Texas Supreme Court Refuses to Hear Michelle Gaines Case, $8 Million Judgment Remains Overturned
The Texas Supreme Court today rejected the appeal by Michelle Gaines, the Palestine, Texas woman we wrote about in August who as a teenager was broadsided by an 18-wheeler with no brakes and suffered extensive lasting brain injuries.
Photo by Margaret Downing Michelle Gaines doesn't have a whole lot of options left.
Initially a jury had awarded Gaines more than $8 million in damages and levied these against Kenneth Woodworth, the driver of the tractor-trailer -- who had had no driver's license for six years (let alone a commercial one) and admitted he "had done some methamphetamines" the day before he inspected the brakes on the trailer he was pulling. They found against Benny Joe Adkinson, Woodworth's employer and the owner of the rig.

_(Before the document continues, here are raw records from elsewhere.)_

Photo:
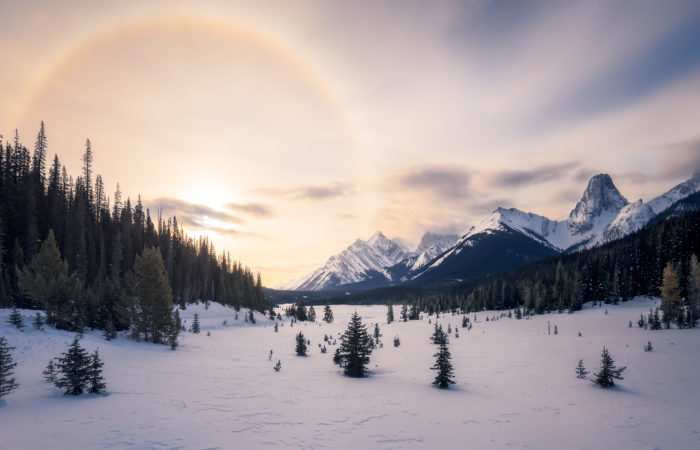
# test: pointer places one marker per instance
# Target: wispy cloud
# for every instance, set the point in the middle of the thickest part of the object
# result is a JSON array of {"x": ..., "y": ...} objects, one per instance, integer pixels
[
  {"x": 191, "y": 214},
  {"x": 452, "y": 182},
  {"x": 252, "y": 209},
  {"x": 311, "y": 192},
  {"x": 535, "y": 175}
]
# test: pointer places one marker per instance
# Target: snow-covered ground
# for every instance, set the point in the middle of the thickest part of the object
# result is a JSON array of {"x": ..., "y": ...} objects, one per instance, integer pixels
[{"x": 516, "y": 387}]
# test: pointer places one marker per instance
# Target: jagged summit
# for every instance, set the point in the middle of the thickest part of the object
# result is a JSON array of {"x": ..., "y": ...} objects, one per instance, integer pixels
[{"x": 601, "y": 197}]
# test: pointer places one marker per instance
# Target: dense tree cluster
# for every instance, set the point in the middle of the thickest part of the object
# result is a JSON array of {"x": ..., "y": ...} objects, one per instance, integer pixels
[
  {"x": 617, "y": 271},
  {"x": 69, "y": 248}
]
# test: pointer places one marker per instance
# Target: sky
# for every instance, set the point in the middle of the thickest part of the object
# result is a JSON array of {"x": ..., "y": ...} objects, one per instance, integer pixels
[{"x": 286, "y": 130}]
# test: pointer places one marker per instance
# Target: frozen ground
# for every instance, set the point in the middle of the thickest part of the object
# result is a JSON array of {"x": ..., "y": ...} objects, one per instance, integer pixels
[{"x": 516, "y": 387}]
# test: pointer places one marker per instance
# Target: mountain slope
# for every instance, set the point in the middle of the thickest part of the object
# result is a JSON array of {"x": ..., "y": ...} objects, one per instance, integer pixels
[{"x": 361, "y": 261}]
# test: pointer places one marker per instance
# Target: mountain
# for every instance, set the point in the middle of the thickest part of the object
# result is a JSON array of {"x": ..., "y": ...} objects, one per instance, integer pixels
[
  {"x": 362, "y": 261},
  {"x": 507, "y": 237},
  {"x": 635, "y": 215}
]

The jury also found against Joseph Pritchett, a businessman with lots in Robstown and Conroe who buys and sells new and old oilfield equipment, who'd had a lot of deals with Adkinson over the years and who, Michelle's attorneys say, had entered into a joint enterprise with Adkinson to use this particular rig as a template for other rigs they'd produce and sell. Pritchett, who was added later in the case, was the only one with any real money.
However, after Pritchett filed an appeal arguing there was no proof of any joint enterprise, the 12th Court of Appeals sided with him and overturned the judgment.

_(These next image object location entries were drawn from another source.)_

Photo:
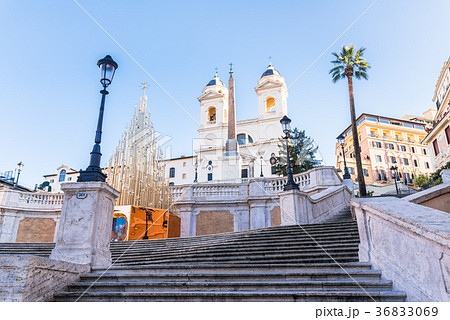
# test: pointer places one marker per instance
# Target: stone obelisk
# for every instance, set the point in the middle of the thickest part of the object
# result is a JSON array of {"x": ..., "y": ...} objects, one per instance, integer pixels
[{"x": 231, "y": 159}]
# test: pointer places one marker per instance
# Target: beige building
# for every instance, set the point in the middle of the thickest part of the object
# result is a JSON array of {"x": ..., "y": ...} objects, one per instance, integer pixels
[
  {"x": 438, "y": 139},
  {"x": 387, "y": 142}
]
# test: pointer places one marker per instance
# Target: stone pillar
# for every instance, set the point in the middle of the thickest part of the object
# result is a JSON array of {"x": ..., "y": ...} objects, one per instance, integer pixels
[
  {"x": 84, "y": 231},
  {"x": 445, "y": 174},
  {"x": 187, "y": 220},
  {"x": 349, "y": 183},
  {"x": 257, "y": 214}
]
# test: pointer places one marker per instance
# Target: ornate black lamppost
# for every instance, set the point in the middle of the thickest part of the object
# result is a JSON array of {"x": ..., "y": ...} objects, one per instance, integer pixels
[
  {"x": 196, "y": 170},
  {"x": 261, "y": 159},
  {"x": 394, "y": 170},
  {"x": 341, "y": 140},
  {"x": 94, "y": 173},
  {"x": 19, "y": 168},
  {"x": 286, "y": 125}
]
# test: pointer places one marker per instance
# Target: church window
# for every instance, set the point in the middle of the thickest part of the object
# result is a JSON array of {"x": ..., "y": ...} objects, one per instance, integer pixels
[
  {"x": 212, "y": 115},
  {"x": 270, "y": 104},
  {"x": 62, "y": 176}
]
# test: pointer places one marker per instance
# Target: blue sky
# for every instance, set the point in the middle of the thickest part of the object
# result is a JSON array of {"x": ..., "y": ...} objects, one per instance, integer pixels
[{"x": 49, "y": 80}]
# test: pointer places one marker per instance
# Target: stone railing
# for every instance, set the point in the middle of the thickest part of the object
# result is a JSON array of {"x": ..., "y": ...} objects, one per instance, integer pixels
[
  {"x": 215, "y": 190},
  {"x": 314, "y": 180},
  {"x": 30, "y": 200},
  {"x": 410, "y": 243}
]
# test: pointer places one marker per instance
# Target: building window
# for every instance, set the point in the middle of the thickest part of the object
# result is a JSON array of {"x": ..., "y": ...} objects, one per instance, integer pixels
[
  {"x": 241, "y": 139},
  {"x": 62, "y": 175},
  {"x": 435, "y": 147},
  {"x": 447, "y": 134},
  {"x": 212, "y": 115},
  {"x": 270, "y": 104}
]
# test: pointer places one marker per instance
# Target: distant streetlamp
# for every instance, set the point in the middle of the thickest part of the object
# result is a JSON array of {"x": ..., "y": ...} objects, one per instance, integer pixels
[
  {"x": 261, "y": 159},
  {"x": 341, "y": 140},
  {"x": 286, "y": 125},
  {"x": 394, "y": 170},
  {"x": 196, "y": 170},
  {"x": 94, "y": 173},
  {"x": 19, "y": 168}
]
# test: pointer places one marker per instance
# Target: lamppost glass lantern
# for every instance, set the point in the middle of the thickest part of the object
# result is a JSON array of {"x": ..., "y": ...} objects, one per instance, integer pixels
[
  {"x": 286, "y": 124},
  {"x": 107, "y": 69}
]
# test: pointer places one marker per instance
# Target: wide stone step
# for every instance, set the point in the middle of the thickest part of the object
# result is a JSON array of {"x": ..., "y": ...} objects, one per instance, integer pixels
[
  {"x": 238, "y": 253},
  {"x": 234, "y": 296},
  {"x": 293, "y": 285},
  {"x": 232, "y": 267},
  {"x": 231, "y": 276},
  {"x": 245, "y": 260}
]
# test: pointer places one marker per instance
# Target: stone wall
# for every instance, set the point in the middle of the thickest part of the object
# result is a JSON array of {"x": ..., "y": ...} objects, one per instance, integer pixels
[
  {"x": 36, "y": 230},
  {"x": 30, "y": 278},
  {"x": 410, "y": 243}
]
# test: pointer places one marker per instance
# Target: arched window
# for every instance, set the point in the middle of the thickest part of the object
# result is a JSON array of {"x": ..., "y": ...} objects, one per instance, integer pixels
[
  {"x": 62, "y": 175},
  {"x": 270, "y": 104},
  {"x": 212, "y": 115}
]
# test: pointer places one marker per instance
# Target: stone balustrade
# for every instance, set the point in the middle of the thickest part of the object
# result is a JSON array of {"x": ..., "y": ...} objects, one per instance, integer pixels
[{"x": 30, "y": 200}]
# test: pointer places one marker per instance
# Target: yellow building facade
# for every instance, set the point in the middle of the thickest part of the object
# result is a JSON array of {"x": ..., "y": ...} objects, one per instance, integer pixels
[
  {"x": 386, "y": 142},
  {"x": 438, "y": 139}
]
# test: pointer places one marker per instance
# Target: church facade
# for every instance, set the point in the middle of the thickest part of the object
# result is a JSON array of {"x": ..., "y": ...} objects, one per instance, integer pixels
[{"x": 228, "y": 150}]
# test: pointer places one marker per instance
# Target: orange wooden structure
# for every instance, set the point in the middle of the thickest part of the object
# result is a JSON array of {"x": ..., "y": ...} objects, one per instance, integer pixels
[{"x": 129, "y": 223}]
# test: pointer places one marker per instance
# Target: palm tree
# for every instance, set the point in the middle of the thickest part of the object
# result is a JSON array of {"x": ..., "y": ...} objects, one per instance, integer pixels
[{"x": 349, "y": 64}]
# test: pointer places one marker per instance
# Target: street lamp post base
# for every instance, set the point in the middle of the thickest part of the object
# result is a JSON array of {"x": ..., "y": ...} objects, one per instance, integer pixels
[{"x": 91, "y": 174}]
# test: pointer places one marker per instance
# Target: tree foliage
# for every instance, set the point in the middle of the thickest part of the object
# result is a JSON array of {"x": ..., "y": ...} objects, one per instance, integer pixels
[
  {"x": 347, "y": 60},
  {"x": 302, "y": 152}
]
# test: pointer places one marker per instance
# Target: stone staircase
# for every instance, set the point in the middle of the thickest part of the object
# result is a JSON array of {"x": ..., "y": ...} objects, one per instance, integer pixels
[{"x": 286, "y": 263}]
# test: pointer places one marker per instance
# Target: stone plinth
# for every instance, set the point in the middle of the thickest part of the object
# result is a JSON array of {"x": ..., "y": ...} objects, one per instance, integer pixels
[{"x": 86, "y": 220}]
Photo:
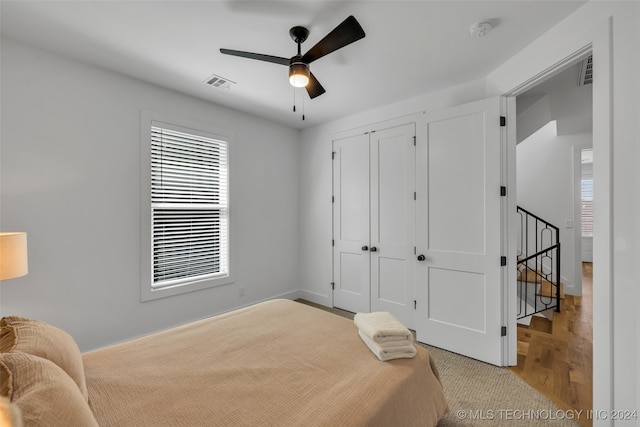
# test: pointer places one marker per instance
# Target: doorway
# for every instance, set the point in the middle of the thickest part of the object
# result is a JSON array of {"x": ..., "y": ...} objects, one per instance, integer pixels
[{"x": 554, "y": 134}]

The appeals court ruled that Michelle's attorneys had failed to prove that Pritchett had any control over the drilling rig and what Adkinson had done with it, even though the first person Adkinson called after the wreck was Pritchett. They said Pritchett didn't owe a penny; he'd had nothing to do with the accident. It was a sad situation, his attorney Jennifer Grace says, but he's not responsible.
The key point, according to Grace, was that setting a precedent by allowing Pritchett to be held liable would have a devastating effect on business in Texas. "If this were allowed to impose liability, it would forever change the business landscape in Texas. Anybody that was in business with somebody else could potentially be responsible for their acts that they had no control over."
Attorney Scott Clearman, who took over Gaines's case, appealed to the Texas Supreme Court, which declined to hear the case.
Michelle's main caregiver is Mike Gaines, who has said that he wanted the money so his daughter, now in her late 20s, could get better treatment and so her needs could be met after his death.
Unless the Texas Supreme Court reconsiders, Michelle will probably have to go to a state facility after her father's death.